A jogada foi precisa. Em março, a poucos meses do arranque do Campeonato do Mundo, a Federação Cabo-verdiana de Futebol assinou um contrato de quatro anos com a Capelli Sport para o fornecimento exclusivo de equipamentos a todas as seleções nacionais. Na altura, a parceria pareceu discreta; agora transformou-se numa das narrativas de maior sucesso do Mundial.
À medida que Cabo Verde surpreende adversários e conquista adeptos, aumenta também a exposição internacional da empresa sediada em Nova Iorque. O fundador e presidente executivo da Capelli Sport, George Altirs, reconheceu que ver a marca presente “no maior palco do futebol mundial” era um objetivo desde a criação da empresa.
O efeito comercial foi imediato, mas o protagonismo inesperado da seleção chegou a desencadear um conflito judicial. A Capelli notificou a anterior fornecedora, Tempo Sport, para travar a pré-venda de camisolas antigas a preços mais baixos, sustentando que detém a exclusividade dos equipamentos oficiais.
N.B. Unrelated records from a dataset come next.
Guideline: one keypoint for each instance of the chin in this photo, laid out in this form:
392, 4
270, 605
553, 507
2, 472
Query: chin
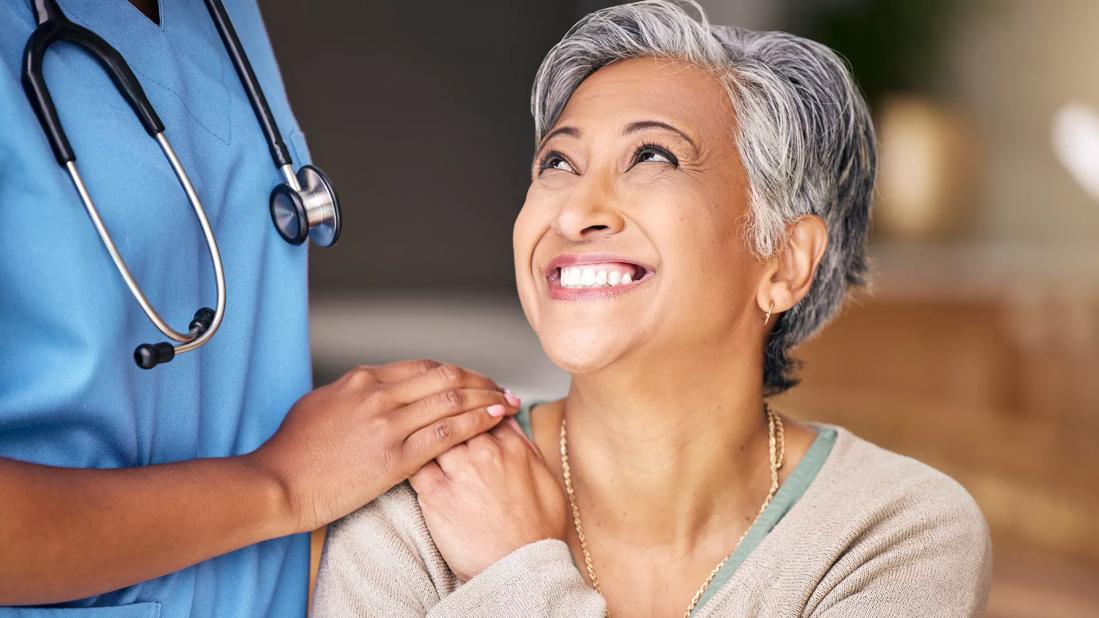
583, 352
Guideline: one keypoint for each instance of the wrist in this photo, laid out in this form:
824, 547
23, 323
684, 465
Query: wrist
275, 494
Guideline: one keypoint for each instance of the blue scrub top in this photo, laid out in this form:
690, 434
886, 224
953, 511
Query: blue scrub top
69, 392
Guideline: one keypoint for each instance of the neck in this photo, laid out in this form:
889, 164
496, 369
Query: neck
672, 451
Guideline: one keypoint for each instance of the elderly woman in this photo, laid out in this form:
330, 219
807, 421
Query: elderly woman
699, 205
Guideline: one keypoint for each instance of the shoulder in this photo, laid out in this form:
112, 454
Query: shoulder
381, 556
896, 529
889, 486
391, 521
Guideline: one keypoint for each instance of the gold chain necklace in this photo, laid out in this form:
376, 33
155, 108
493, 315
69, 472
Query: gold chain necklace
776, 447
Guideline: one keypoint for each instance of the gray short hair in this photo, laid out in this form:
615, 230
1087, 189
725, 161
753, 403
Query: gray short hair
805, 136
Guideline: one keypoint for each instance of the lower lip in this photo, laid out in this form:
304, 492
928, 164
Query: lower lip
559, 293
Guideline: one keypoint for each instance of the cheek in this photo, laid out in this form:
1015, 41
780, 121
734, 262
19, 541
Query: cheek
524, 235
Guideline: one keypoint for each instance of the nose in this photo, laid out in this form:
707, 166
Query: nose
590, 211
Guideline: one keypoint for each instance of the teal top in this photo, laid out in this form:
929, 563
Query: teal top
788, 495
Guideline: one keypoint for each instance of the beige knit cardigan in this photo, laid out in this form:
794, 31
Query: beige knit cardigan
875, 533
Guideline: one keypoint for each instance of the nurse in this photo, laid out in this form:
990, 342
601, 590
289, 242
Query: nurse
186, 489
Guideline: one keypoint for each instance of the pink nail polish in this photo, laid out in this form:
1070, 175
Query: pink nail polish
512, 398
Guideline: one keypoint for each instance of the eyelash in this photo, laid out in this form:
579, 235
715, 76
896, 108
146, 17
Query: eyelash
644, 147
647, 146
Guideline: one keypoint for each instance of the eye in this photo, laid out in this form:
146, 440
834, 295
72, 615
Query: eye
652, 153
553, 159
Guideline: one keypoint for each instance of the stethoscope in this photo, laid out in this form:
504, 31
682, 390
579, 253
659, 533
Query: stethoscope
304, 206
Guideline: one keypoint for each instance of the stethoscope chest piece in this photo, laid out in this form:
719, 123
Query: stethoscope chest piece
306, 206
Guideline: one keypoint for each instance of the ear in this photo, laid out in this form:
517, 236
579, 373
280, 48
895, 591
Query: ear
789, 274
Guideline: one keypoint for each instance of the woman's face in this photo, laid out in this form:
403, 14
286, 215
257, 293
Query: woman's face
631, 241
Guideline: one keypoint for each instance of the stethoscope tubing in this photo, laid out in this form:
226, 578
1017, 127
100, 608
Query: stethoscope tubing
191, 340
319, 208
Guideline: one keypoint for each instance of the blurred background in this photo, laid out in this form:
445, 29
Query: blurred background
978, 349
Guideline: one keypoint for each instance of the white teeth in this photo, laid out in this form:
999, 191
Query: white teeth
579, 277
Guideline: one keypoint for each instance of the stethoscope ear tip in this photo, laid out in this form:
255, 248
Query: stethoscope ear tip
148, 355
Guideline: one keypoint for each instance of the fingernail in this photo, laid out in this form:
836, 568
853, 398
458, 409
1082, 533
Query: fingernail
512, 398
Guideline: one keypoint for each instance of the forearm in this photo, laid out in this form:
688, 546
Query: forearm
71, 532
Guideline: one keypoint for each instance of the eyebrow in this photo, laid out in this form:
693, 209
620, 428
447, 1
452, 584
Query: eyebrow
642, 124
630, 129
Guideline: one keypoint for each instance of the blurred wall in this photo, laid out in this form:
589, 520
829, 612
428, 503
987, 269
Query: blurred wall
419, 111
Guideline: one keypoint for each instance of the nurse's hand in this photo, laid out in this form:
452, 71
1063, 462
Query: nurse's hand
488, 497
348, 442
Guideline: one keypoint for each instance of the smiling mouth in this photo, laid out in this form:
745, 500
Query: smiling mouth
596, 278
612, 274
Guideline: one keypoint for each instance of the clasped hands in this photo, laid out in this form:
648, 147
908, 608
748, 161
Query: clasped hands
487, 497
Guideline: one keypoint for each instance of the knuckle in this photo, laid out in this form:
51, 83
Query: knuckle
358, 376
451, 374
454, 399
376, 399
425, 364
443, 431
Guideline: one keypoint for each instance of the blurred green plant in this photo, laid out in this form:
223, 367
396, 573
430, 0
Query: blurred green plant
892, 45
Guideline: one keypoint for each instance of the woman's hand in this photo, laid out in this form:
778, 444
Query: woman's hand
348, 442
488, 497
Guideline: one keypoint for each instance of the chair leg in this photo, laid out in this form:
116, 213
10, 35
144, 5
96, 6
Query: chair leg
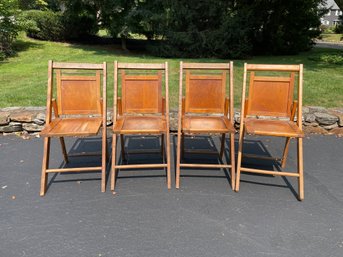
64, 151
301, 169
103, 160
122, 143
113, 167
232, 152
285, 152
222, 146
239, 158
45, 165
178, 160
168, 160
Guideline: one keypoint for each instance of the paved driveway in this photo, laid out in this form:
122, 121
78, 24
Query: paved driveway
203, 218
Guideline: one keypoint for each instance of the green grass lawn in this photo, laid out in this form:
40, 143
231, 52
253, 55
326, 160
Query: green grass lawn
23, 78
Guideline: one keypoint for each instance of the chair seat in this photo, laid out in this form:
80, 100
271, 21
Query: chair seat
140, 125
72, 127
272, 128
206, 124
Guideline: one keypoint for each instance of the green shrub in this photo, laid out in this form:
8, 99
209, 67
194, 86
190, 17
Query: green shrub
332, 58
44, 25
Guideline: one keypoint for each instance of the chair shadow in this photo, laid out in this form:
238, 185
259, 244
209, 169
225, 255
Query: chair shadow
81, 145
204, 143
257, 147
149, 146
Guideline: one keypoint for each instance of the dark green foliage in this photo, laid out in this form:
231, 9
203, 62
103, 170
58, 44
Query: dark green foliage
9, 27
44, 25
285, 27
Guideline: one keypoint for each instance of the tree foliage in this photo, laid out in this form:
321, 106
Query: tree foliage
9, 26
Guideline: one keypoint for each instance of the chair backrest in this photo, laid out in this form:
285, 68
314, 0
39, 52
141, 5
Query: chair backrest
141, 87
78, 87
206, 84
271, 91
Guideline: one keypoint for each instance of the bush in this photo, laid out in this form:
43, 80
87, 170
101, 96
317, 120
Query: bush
335, 58
44, 25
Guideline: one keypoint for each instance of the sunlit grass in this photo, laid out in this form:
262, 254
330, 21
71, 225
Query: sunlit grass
23, 78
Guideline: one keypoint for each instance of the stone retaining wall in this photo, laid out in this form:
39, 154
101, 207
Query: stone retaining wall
29, 121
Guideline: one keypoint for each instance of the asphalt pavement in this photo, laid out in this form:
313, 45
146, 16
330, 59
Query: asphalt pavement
202, 218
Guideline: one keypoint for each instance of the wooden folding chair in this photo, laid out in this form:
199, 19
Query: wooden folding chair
271, 95
141, 110
205, 109
79, 111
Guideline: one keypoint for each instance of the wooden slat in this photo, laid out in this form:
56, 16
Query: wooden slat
142, 66
85, 66
272, 67
266, 172
274, 79
215, 66
84, 169
141, 166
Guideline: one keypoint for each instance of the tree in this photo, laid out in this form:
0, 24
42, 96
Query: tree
285, 27
116, 17
80, 18
32, 4
231, 29
9, 26
340, 4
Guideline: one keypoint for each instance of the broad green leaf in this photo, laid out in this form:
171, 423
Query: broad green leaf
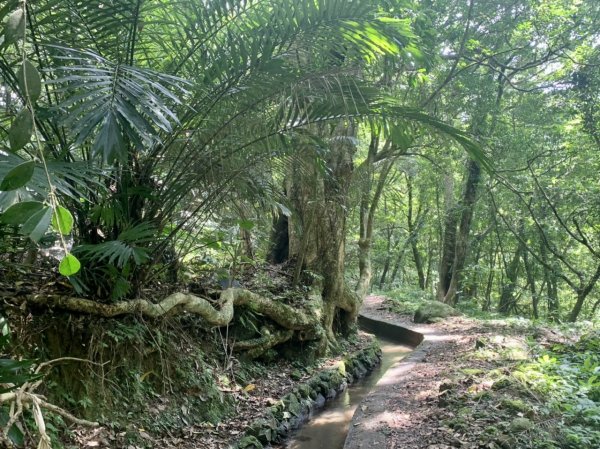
18, 176
109, 141
38, 224
246, 225
15, 27
30, 82
62, 220
69, 266
19, 213
21, 130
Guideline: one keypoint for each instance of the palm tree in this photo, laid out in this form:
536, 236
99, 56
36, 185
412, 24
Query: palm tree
162, 105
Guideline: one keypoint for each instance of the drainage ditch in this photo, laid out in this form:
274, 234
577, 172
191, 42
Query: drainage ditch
329, 426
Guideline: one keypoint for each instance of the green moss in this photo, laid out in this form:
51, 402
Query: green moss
430, 310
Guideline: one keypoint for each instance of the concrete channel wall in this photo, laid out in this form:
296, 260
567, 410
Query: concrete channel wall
367, 429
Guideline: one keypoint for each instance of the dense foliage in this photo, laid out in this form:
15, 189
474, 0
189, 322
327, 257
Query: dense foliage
264, 164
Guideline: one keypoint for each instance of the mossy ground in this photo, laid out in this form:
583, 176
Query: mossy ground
515, 383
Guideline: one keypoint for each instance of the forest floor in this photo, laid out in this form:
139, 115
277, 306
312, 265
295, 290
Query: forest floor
473, 385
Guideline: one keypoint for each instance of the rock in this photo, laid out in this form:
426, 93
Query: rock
320, 401
429, 311
249, 442
292, 404
519, 425
331, 394
517, 405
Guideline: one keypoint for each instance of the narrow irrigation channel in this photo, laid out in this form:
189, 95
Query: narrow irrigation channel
328, 428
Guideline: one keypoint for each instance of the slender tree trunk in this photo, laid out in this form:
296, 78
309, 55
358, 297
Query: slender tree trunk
370, 197
507, 301
413, 234
582, 294
448, 238
462, 236
535, 297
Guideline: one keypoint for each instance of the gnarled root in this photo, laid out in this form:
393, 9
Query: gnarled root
255, 347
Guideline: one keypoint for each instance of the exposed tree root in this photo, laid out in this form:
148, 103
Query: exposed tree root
284, 315
257, 346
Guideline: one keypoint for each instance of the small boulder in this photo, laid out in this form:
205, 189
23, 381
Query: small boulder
519, 425
434, 311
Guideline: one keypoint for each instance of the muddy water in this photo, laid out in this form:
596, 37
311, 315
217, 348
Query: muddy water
328, 428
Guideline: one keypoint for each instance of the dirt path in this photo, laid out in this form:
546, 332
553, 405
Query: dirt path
406, 414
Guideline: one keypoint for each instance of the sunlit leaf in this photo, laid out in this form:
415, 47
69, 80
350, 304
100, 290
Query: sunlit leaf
69, 265
18, 176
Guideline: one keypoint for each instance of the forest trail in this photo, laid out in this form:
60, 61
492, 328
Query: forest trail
411, 413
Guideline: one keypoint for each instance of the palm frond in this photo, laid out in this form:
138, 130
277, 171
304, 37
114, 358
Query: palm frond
114, 102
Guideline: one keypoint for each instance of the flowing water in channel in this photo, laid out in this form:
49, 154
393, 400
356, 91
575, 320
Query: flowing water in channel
329, 427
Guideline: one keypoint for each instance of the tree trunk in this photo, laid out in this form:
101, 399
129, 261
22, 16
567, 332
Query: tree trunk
507, 301
413, 234
448, 238
462, 236
317, 230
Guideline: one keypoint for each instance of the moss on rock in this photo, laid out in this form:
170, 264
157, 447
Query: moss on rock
432, 311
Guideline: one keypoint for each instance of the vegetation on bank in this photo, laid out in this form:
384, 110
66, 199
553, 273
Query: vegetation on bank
524, 384
186, 182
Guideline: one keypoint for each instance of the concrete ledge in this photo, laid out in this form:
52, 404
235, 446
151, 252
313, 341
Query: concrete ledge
364, 431
392, 331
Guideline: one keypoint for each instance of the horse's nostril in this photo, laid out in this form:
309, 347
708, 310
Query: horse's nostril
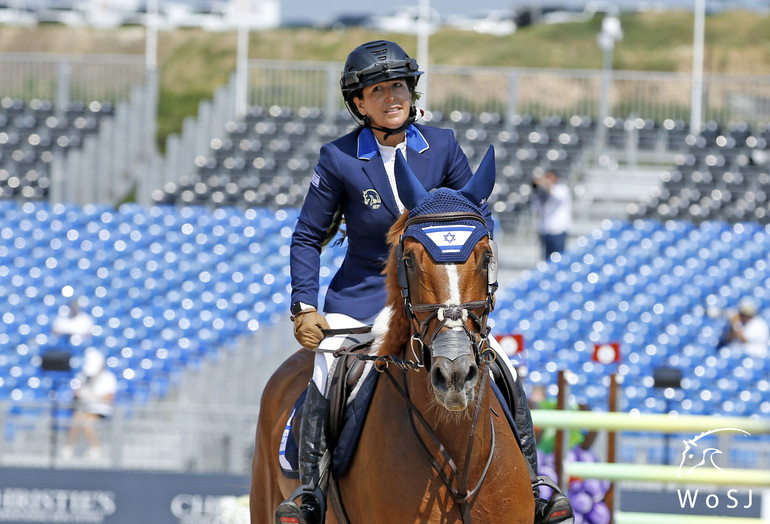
437, 378
473, 372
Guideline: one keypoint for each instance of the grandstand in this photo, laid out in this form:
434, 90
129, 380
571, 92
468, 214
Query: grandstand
189, 286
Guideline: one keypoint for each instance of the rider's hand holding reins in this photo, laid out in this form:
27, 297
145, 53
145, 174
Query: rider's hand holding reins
308, 324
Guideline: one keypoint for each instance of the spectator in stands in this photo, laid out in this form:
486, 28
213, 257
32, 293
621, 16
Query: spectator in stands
95, 388
73, 326
748, 330
354, 179
552, 203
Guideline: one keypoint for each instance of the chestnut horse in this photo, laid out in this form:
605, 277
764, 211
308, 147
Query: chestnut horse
436, 445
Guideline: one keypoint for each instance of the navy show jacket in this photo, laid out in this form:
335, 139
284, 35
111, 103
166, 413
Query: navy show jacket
350, 176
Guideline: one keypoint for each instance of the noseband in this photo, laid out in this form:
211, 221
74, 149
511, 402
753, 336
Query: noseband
447, 315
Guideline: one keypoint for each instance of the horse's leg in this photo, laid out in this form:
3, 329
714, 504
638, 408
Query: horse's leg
268, 484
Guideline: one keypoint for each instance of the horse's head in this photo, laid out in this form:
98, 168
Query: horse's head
696, 454
441, 279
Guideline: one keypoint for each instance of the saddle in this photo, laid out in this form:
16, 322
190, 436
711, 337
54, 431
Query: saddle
350, 386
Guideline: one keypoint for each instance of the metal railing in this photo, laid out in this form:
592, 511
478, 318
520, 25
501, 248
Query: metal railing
61, 78
536, 92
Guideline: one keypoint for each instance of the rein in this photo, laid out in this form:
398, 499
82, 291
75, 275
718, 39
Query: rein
444, 315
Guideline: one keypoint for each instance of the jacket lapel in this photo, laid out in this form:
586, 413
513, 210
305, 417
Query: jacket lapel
375, 170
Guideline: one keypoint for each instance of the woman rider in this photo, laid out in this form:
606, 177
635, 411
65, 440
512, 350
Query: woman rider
354, 179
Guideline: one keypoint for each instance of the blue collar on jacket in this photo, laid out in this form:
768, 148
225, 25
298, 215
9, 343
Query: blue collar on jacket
367, 143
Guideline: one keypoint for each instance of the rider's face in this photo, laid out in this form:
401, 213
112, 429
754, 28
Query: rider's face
386, 104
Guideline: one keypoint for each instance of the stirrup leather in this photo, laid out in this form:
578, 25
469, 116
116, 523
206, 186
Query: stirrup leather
558, 509
288, 512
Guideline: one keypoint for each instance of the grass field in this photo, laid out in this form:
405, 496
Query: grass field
193, 63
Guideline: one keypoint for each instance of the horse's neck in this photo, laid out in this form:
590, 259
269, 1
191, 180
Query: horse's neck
453, 429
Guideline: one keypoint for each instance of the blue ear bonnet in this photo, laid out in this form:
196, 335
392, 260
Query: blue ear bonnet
447, 241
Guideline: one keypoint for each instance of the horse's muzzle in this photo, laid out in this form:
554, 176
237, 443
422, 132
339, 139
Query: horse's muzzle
454, 371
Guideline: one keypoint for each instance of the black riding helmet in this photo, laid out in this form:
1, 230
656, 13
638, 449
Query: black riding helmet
372, 63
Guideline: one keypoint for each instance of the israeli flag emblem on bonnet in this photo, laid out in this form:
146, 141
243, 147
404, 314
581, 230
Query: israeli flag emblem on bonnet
450, 238
454, 240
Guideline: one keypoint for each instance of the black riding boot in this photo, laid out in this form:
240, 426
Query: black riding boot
558, 508
312, 446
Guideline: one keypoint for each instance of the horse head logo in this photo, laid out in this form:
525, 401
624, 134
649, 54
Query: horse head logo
372, 198
695, 453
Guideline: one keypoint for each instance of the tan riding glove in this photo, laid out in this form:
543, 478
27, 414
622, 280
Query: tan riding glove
308, 324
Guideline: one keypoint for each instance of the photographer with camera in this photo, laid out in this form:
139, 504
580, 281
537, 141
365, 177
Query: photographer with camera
552, 202
747, 329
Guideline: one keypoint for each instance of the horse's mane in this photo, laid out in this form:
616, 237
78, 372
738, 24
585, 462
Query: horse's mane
399, 329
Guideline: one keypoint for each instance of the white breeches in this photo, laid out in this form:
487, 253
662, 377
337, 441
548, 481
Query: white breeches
323, 361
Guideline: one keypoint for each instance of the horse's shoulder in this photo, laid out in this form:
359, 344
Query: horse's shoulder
290, 378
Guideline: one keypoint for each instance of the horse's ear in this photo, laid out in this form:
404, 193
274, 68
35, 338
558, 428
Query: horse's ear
410, 190
480, 186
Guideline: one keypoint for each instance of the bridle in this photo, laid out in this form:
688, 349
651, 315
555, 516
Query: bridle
444, 314
456, 314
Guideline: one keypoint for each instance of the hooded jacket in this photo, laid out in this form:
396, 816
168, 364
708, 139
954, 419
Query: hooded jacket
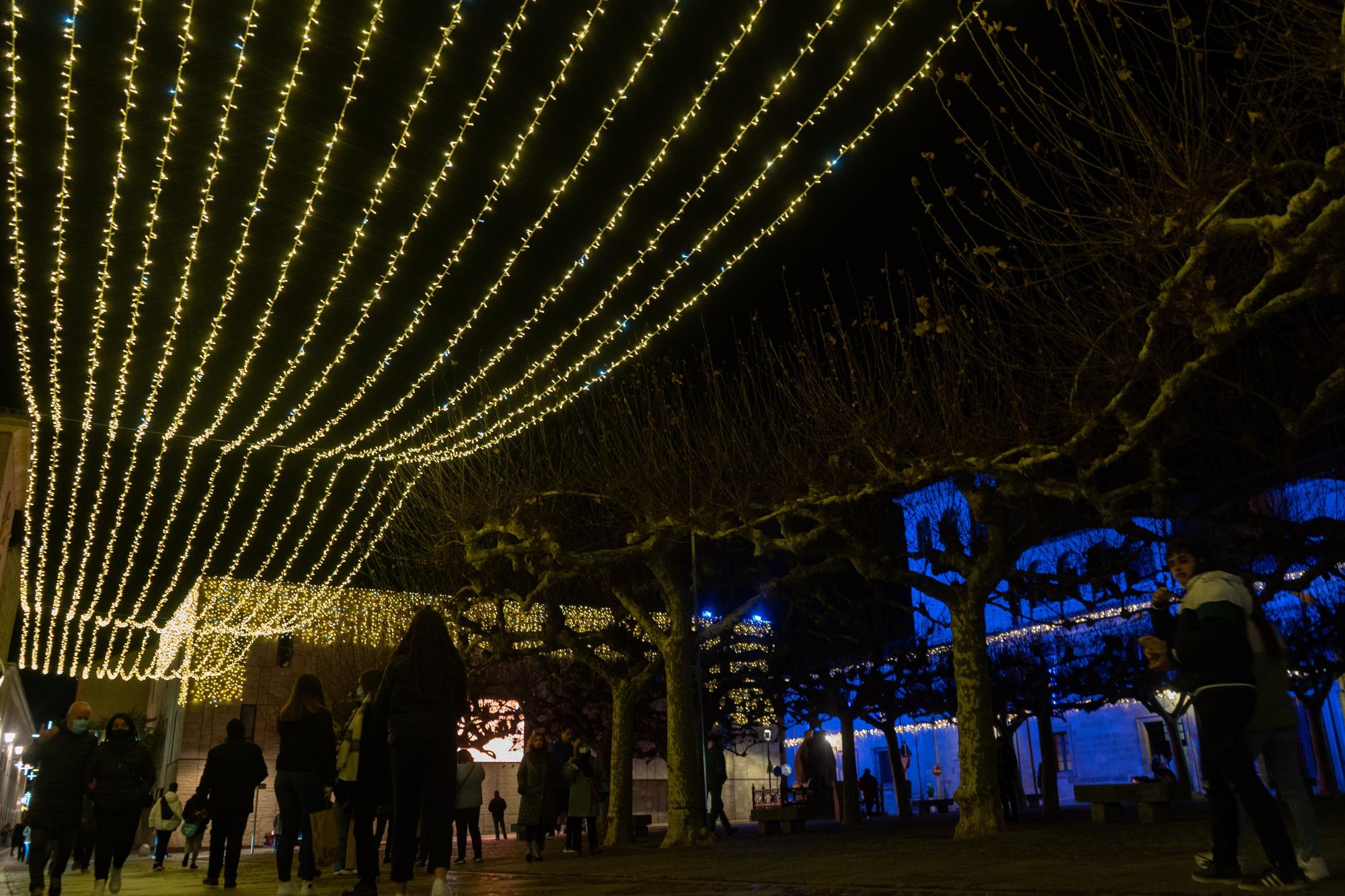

As novas camisolas, colocadas à venda por cerca de 80 euros, passaram a beneficiar de uma procura impulsionada pelo fenómeno cabo-verdiano.
Para a federação, o acordo ultrapassa o simples fornecimento de equipamentos de jogo, treino e viagem. A parceria procura fortalecer a identidade da seleção, apoiar o desenvolvimento do futebol cabo-verdiano e acompanhar a presença do país nas grandes competições internacionais. O Mundial, porém, acrescentou um bónus inesperado: transformar uma marca quase desconhecida num dos vencedores comerciais do torneio.